Sage Ni’Ja Whitson writing on a large notepad at a desk.

But now the residency’s participants are less certain the flight is something they want to try. This is partially physical—parabolic flights, known as “vomit comets,” can be incredibly hard on the body—and partly ethical. The dancers are questioning the cost of parabolic flights, where dedicated research space can cost tens of thousands of dollars, and some artists have expressed concern over the privatization of space travel by billionaires like Elon Musk and Jeff Bezos. “Right now, space exploration is being shaped by people with some extremely problematic ideological stances,” says Skybetter.

Denton has advanced through multiple stages of the astro­naut-selection process, but given the societal shifts around space exploration she’s not sure if it’s still her goal. “It’s not really a place from which you can then critique the framework of space travel,” she says. “I would still love to dance in microgravity, but I think that is ultimately kind of a selfish dream that needs to be superseded by doing the kinds of good things on Earth that we can do.”

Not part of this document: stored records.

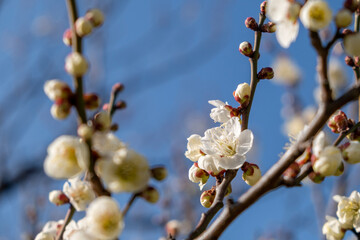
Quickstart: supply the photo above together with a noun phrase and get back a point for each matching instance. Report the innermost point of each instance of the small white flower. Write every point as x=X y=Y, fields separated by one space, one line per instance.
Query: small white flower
x=79 y=192
x=352 y=44
x=285 y=14
x=316 y=15
x=286 y=71
x=328 y=162
x=193 y=148
x=227 y=144
x=106 y=143
x=104 y=219
x=198 y=175
x=67 y=157
x=219 y=113
x=332 y=229
x=348 y=210
x=126 y=171
x=352 y=152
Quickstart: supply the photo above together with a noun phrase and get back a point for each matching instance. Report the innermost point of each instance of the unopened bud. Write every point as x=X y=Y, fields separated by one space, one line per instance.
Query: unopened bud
x=207 y=198
x=349 y=61
x=76 y=64
x=316 y=177
x=351 y=153
x=242 y=94
x=159 y=173
x=343 y=18
x=150 y=194
x=245 y=48
x=102 y=121
x=58 y=198
x=56 y=89
x=60 y=109
x=251 y=23
x=263 y=7
x=270 y=27
x=83 y=27
x=95 y=16
x=338 y=122
x=67 y=37
x=266 y=73
x=92 y=101
x=352 y=5
x=251 y=173
x=85 y=131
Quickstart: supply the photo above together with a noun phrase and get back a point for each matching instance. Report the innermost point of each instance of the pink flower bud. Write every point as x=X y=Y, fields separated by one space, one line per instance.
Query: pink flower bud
x=251 y=23
x=159 y=173
x=266 y=73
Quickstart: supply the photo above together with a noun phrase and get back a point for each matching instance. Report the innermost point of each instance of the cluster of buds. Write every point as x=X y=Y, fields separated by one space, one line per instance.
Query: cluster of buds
x=242 y=94
x=59 y=92
x=251 y=173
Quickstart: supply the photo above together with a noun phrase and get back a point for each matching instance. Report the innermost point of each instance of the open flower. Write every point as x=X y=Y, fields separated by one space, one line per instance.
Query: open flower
x=348 y=210
x=219 y=113
x=67 y=157
x=227 y=145
x=285 y=14
x=104 y=219
x=79 y=192
x=126 y=171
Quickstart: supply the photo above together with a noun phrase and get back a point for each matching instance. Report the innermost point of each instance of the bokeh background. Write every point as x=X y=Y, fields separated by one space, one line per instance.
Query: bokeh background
x=173 y=56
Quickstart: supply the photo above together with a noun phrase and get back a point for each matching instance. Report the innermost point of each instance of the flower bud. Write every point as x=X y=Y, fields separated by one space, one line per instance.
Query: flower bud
x=245 y=49
x=351 y=153
x=349 y=61
x=60 y=109
x=316 y=177
x=92 y=101
x=242 y=94
x=198 y=175
x=263 y=7
x=150 y=194
x=352 y=44
x=338 y=122
x=102 y=121
x=76 y=64
x=251 y=23
x=58 y=198
x=95 y=16
x=328 y=161
x=266 y=73
x=159 y=173
x=207 y=198
x=343 y=18
x=67 y=37
x=56 y=89
x=83 y=27
x=270 y=27
x=251 y=174
x=85 y=131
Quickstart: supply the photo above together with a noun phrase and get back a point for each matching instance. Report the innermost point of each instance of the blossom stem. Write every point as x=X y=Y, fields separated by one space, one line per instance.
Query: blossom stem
x=254 y=79
x=67 y=220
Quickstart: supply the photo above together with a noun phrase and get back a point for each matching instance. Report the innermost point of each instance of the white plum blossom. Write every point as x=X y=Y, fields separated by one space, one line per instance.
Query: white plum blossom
x=227 y=145
x=348 y=210
x=332 y=229
x=219 y=113
x=79 y=192
x=104 y=219
x=67 y=157
x=126 y=171
x=194 y=148
x=328 y=161
x=316 y=15
x=285 y=14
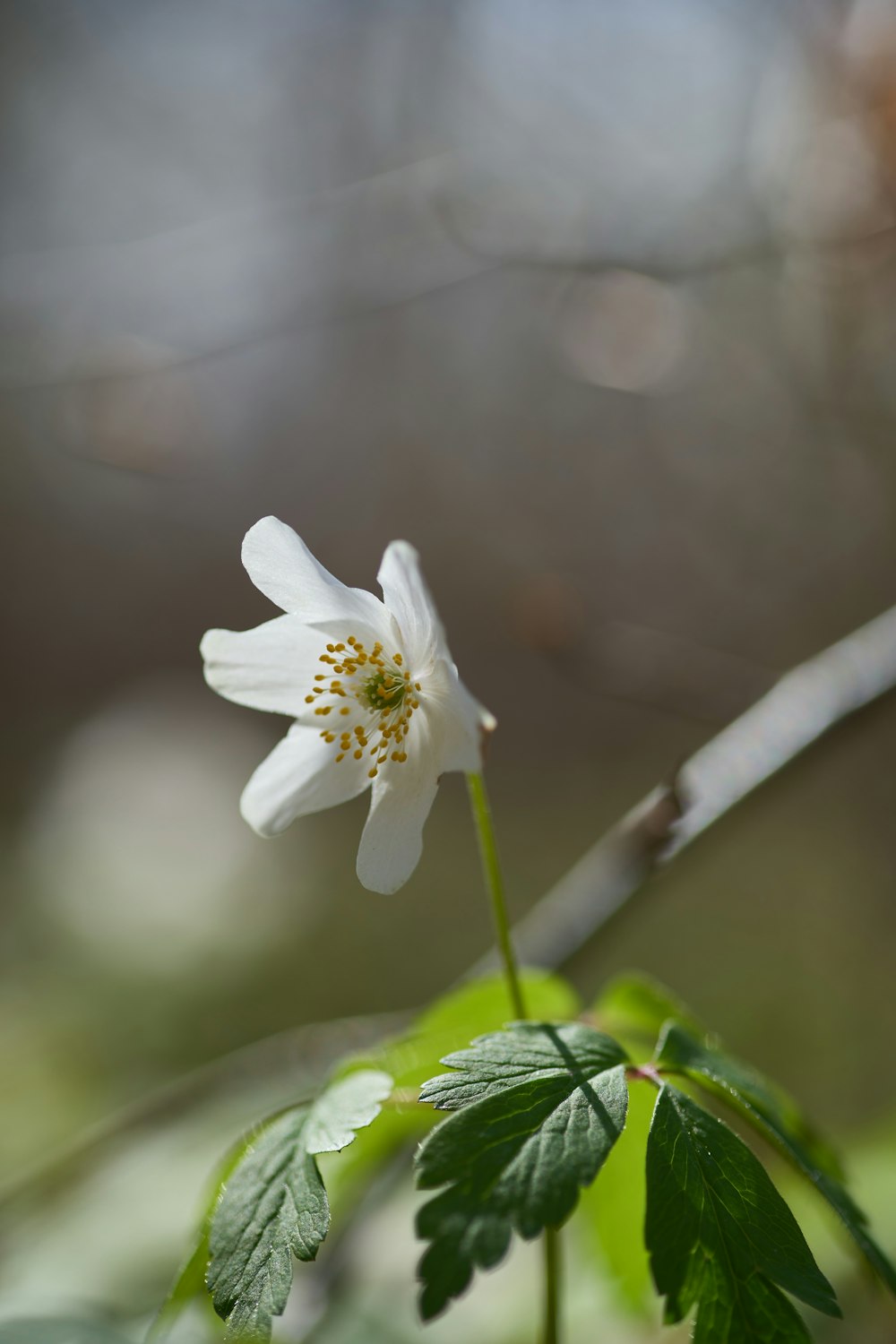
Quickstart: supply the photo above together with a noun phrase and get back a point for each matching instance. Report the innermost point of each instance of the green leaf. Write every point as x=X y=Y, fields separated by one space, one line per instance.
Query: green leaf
x=538 y=1107
x=191 y=1277
x=274 y=1204
x=611 y=1211
x=54 y=1330
x=719 y=1234
x=777 y=1117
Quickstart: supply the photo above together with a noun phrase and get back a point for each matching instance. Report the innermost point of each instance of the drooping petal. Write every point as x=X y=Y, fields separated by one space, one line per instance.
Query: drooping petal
x=401 y=803
x=300 y=776
x=279 y=562
x=458 y=723
x=268 y=668
x=409 y=599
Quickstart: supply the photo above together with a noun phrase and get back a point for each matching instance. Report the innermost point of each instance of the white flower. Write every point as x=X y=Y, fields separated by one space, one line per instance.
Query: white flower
x=373 y=688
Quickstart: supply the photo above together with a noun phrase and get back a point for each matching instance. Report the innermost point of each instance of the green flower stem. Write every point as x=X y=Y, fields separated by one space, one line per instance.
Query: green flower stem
x=495 y=883
x=551 y=1242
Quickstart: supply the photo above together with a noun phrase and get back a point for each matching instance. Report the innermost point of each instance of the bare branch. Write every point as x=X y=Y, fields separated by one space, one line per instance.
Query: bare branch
x=797 y=711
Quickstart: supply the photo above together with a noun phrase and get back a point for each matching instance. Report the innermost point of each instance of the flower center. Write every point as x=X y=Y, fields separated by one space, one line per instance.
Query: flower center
x=374 y=690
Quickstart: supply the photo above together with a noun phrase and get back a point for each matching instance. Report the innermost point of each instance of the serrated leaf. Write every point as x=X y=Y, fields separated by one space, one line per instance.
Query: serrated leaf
x=538 y=1109
x=611 y=1210
x=445 y=1026
x=190 y=1281
x=719 y=1234
x=777 y=1117
x=274 y=1204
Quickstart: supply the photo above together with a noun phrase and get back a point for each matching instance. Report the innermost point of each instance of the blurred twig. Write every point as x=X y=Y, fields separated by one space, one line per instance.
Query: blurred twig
x=796 y=712
x=309 y=1051
x=791 y=717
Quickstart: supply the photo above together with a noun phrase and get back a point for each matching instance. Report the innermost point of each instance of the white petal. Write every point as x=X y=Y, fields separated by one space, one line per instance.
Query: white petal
x=458 y=725
x=410 y=602
x=300 y=776
x=392 y=840
x=279 y=562
x=268 y=668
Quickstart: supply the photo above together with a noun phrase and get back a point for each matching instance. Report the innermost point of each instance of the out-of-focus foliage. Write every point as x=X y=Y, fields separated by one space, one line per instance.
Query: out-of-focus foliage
x=595 y=306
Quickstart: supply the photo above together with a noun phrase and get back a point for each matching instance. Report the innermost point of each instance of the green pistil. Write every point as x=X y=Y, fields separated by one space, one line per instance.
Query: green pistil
x=384 y=691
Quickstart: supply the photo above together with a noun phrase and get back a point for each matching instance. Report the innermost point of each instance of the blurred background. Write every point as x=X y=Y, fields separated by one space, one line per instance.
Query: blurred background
x=592 y=303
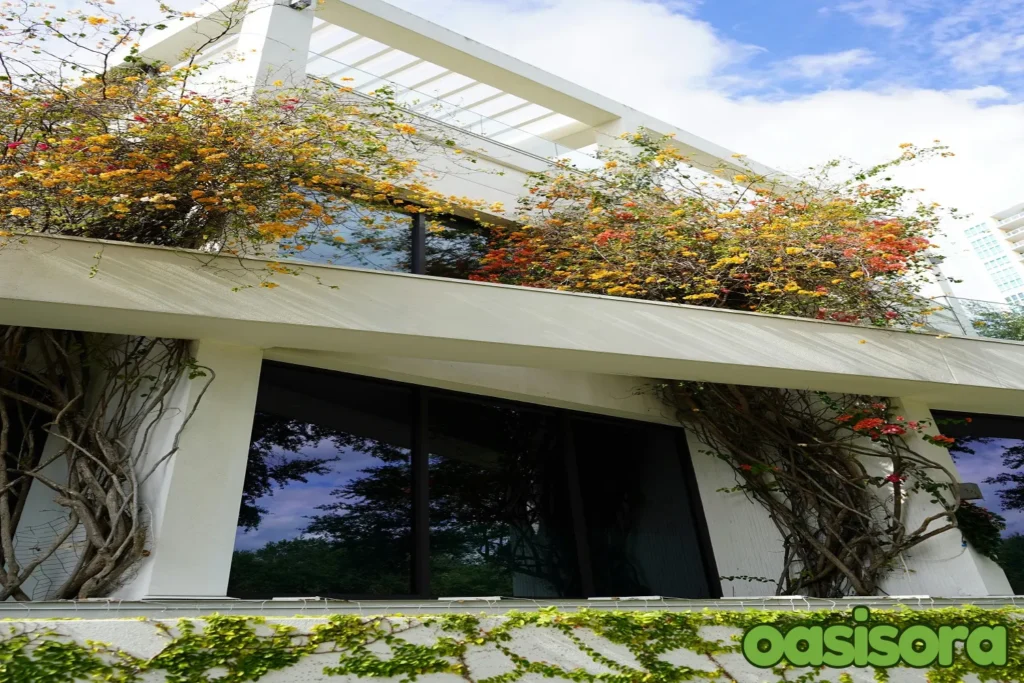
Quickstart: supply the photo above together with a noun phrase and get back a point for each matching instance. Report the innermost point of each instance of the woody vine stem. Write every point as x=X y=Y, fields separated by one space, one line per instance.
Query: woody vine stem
x=79 y=415
x=836 y=474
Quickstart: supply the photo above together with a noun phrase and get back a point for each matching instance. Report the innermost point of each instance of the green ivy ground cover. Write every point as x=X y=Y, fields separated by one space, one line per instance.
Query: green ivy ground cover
x=236 y=649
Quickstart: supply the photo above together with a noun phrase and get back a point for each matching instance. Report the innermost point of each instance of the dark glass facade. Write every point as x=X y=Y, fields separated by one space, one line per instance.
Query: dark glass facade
x=379 y=239
x=358 y=487
x=989 y=452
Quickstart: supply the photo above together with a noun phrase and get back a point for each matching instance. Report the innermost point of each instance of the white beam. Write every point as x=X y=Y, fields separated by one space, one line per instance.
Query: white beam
x=446 y=48
x=143 y=290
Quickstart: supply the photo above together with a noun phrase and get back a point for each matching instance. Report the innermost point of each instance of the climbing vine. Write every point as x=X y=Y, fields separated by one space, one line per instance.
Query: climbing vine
x=237 y=649
x=836 y=474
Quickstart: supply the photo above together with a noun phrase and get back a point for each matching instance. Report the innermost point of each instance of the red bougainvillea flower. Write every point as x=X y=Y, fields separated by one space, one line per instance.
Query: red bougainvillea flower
x=868 y=423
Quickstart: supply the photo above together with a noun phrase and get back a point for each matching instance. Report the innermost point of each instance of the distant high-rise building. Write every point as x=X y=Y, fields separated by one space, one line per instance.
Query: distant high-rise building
x=997 y=243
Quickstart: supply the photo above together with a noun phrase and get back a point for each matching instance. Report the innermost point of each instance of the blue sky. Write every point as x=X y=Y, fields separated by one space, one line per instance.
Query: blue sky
x=796 y=83
x=933 y=44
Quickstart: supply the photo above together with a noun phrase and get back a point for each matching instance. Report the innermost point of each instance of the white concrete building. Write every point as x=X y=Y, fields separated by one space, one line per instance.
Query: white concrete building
x=379 y=356
x=996 y=247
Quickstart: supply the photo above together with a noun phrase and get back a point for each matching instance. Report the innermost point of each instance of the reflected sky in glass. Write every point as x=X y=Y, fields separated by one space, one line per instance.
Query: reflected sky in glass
x=984 y=463
x=289 y=508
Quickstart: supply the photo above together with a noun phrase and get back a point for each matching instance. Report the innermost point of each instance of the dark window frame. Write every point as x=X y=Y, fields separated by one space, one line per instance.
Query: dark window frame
x=421 y=395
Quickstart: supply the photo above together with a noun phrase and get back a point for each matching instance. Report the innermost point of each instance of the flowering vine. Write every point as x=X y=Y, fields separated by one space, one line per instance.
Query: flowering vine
x=836 y=473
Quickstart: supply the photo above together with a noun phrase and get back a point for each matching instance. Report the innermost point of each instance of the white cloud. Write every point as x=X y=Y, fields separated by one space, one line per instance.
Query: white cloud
x=875 y=13
x=825 y=66
x=671 y=66
x=662 y=60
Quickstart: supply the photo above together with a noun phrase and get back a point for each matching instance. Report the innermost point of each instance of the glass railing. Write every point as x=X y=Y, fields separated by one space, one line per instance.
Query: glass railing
x=1015 y=231
x=1011 y=218
x=972 y=317
x=516 y=136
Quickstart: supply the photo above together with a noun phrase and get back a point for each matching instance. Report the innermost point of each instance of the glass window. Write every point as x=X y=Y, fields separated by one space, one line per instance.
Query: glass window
x=640 y=531
x=500 y=518
x=360 y=237
x=522 y=501
x=327 y=506
x=989 y=453
x=455 y=247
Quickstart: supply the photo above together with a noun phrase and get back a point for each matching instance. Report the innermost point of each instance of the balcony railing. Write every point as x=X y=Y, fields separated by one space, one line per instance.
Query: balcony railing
x=1011 y=233
x=971 y=317
x=1010 y=219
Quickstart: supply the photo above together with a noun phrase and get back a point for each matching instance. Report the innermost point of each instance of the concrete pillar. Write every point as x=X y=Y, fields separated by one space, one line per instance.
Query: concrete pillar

Fighting the Frontier Mentality

“Star Trek” famously dubbed space “the final frontier.” Many dance artists are working to investigate what that language symbolizes. “A frontier mentality is, in Elon Musk’s case, a colonial mentality,” says Skybetter. “The word ‘frontier’ is reduplicating the exact kinds of extractive modalities that we are seeking to resist. It’s an architecture of violence and power that defines who gets to imagine, who gets to participate.”

Ariane Michaud sitting in a large chair with remote controls in the gravity lab.
CRCI’s Ariane Michaud in the gravity lab. Photo by Martin Nuñez-Bonilla, Courtesy CRCI.

The fear, as Whitson puts it, is that “left in the hands of the uber-wealthy, space travel will look like the colonization of every other industry, place, and people.” That anxiety raises the stakes on artists’ investigations of the extraterrestrial. No, dancers don’t need to perform in space. But dancers may be uniquely poised to disrupt and diversify the field.

“Space has never been hospitable to folks of color, to femme bodies, to disabled bodies,” says Skybetter, adding that justice-oriented dancers are hyperaware of the exclusionary assumptions of dance history. And in an environment that completely disorients the body, “dancers are especially well-equipped to train and to understand their bodies and other peoples’ bodies,” adds Michaud. “This is a future that’s happening. I think it’s important for us as artists to watch that and to explore the possibilities.”